1394 dead #2 The board supports network debugging,

Have to say it works well, very quick.

How far back is network debugging supported, windows 8.1 isnt it? Better hang on to that old hardware that supports firewire if you ever need to debug windows 7 then!

I have definitely used 1394 with Windows 10 for both the host and target,
not sure what happened in your environment. Maybe this:

https://blogs.msdn.microsoft.com/windbg/2016/08/11/kd-1394-work-around/

?

The only other time I’ve had problems is when I’ve had two 1394 controllers
on the host (the 1394 debug driver will only bind to one of them).

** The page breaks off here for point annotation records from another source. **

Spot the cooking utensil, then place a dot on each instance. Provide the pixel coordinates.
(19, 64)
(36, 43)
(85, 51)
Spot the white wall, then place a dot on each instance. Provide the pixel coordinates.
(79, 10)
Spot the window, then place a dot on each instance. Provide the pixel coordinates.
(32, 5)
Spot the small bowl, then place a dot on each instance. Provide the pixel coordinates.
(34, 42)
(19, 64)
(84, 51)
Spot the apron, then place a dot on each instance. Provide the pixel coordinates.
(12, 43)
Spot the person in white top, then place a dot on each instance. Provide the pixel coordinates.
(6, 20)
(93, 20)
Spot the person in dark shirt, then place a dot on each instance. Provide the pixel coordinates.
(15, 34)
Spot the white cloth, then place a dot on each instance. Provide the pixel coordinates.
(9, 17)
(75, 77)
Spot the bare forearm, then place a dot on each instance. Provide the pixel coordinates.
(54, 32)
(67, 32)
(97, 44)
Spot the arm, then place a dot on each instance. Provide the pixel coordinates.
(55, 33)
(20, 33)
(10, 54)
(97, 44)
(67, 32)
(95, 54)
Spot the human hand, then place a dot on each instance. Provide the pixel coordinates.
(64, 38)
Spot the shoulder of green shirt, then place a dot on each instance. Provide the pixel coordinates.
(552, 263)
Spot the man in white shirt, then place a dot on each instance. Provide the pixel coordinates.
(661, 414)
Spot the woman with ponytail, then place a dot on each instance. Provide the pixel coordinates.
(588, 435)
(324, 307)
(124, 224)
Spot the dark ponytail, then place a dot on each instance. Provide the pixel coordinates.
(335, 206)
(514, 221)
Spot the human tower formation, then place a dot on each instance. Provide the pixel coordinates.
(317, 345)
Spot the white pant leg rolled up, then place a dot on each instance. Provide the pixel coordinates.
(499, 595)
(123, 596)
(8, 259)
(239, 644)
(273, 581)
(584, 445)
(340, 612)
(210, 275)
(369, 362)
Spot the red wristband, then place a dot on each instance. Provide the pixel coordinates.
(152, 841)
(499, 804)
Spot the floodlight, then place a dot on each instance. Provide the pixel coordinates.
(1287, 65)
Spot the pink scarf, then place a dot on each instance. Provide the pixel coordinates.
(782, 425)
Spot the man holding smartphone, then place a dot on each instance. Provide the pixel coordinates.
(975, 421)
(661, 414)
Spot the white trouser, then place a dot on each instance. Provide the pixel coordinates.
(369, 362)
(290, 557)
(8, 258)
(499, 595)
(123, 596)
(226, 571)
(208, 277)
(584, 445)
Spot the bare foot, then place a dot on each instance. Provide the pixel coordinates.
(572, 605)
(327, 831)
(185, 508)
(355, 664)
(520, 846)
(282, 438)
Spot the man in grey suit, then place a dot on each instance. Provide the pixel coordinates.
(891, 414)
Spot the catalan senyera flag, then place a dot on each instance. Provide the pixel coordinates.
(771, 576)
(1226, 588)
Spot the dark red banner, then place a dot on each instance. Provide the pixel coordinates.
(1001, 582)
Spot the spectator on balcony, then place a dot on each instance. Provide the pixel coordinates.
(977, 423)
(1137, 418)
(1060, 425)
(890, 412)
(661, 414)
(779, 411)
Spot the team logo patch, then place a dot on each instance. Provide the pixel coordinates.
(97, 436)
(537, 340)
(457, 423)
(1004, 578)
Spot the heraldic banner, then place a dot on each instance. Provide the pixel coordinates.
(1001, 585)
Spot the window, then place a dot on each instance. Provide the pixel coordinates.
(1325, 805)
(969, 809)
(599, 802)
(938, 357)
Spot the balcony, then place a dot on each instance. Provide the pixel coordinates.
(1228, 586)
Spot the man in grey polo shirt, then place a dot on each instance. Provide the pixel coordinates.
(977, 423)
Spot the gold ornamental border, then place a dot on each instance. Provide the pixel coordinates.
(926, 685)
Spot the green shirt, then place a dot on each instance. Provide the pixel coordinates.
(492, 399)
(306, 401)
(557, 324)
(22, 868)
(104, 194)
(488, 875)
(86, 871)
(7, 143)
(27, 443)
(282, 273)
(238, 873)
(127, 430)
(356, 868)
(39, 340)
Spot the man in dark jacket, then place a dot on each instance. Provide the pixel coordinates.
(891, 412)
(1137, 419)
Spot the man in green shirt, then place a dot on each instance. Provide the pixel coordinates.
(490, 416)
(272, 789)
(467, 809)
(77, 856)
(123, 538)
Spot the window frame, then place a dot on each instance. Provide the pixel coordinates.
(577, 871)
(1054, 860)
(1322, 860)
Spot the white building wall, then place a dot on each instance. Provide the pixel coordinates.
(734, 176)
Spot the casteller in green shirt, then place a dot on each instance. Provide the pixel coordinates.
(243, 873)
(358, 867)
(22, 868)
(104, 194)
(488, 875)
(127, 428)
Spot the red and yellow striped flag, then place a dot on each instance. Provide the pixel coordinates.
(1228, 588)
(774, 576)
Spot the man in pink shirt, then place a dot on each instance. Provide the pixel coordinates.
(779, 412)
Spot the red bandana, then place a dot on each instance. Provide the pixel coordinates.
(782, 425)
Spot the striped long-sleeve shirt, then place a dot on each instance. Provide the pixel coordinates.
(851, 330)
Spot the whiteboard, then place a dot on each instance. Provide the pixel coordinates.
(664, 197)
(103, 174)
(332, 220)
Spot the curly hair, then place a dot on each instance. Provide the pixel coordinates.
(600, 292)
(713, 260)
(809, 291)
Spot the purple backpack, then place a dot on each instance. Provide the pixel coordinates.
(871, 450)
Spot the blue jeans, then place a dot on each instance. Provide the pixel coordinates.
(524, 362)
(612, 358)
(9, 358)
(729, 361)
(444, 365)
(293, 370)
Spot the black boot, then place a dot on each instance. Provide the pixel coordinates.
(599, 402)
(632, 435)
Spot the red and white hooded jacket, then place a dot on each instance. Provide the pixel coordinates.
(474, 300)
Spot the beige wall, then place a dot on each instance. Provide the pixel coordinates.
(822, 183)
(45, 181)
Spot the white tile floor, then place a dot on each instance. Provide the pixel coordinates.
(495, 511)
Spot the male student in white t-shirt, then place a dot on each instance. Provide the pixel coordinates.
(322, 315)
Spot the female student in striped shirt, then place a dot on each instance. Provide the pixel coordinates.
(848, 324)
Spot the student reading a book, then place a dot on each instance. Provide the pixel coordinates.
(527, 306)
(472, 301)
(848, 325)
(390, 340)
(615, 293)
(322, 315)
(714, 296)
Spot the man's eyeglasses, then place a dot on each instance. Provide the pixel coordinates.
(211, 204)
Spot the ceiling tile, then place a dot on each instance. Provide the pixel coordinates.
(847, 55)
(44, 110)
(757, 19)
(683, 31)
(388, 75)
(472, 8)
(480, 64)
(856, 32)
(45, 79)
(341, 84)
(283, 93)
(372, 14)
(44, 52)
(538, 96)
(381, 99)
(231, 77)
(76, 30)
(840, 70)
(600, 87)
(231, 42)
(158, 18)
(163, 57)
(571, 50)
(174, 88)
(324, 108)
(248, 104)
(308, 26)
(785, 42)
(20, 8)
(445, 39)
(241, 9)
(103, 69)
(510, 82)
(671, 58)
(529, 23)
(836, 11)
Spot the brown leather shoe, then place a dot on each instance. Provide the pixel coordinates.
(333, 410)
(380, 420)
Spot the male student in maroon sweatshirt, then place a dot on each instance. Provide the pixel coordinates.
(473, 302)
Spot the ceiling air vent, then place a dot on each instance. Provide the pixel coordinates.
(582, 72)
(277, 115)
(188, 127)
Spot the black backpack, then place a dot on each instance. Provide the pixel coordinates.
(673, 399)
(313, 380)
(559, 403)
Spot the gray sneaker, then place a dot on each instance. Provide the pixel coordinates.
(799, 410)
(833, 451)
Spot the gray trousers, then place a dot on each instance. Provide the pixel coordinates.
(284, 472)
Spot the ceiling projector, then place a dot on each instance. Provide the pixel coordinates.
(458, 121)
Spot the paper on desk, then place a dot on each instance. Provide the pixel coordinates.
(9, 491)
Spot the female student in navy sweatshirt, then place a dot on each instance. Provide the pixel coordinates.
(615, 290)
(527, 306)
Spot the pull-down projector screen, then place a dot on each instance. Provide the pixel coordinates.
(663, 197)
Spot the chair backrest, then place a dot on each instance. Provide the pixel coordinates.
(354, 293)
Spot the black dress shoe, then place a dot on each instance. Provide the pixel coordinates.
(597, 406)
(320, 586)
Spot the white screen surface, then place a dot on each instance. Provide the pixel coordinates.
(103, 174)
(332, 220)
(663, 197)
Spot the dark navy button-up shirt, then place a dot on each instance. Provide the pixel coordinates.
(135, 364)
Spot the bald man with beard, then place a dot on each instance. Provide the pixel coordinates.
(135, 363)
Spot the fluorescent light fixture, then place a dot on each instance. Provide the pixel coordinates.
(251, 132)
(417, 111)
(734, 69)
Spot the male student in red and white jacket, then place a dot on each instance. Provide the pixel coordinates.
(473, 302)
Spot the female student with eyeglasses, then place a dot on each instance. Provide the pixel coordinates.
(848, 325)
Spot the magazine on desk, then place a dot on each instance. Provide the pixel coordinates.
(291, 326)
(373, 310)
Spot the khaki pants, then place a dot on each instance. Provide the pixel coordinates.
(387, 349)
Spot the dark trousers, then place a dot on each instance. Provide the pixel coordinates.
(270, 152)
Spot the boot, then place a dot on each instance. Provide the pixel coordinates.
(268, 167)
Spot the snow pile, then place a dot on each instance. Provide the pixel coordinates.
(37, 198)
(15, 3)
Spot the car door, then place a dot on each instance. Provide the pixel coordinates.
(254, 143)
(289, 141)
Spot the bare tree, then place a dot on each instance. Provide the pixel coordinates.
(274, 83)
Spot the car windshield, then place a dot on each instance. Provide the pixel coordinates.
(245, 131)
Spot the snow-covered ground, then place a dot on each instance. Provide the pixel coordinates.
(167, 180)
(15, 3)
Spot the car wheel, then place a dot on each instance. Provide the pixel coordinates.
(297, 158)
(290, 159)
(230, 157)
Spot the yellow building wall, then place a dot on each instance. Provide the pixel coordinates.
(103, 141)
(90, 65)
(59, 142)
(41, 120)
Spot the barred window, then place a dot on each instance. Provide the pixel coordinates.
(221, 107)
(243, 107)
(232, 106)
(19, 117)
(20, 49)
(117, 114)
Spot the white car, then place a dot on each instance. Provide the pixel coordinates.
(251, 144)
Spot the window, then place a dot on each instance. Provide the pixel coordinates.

Network debug is indeed Win8+.

-scott
OSR
@OSRDrivers

wrote in message news:xxxxx@windbg…

Have to say it works well, very quick.

How far back is network debugging supported, windows 8.1 isnt it? Better
hang on to that old hardware that supports firewire if you ever need to
debug windows 7 then!

Interesting, though the failure occured on win 10 IoT (Enterprise) build 14393 so not sure its relevant.

However network debugging is an appreciable leap in performance over 1394, just a shame they didnt add it to the system config GUI, then it would have been obvious its suported.

Thanks!

Be careful that one of the limits of network debugging (at least back when I tried it) was that you couldnt debug anything before the network stack was up. So if you are working on a driver that has stuff to do before the netowrk drivers are up, it won’t work.

I am assuing this will be fixed in the future Jim? If MSFT are moving to network debugging as the only solution, and it seems ot be that way, then it is going to need to work properly.

Perhaps in debug mode its got/going to have a different stack?

I am not familiar with the limitation of waiting for the network driver to start. I have been using network debugging going back to Win8 and its be started early enough to KdFile replace boot start drivers.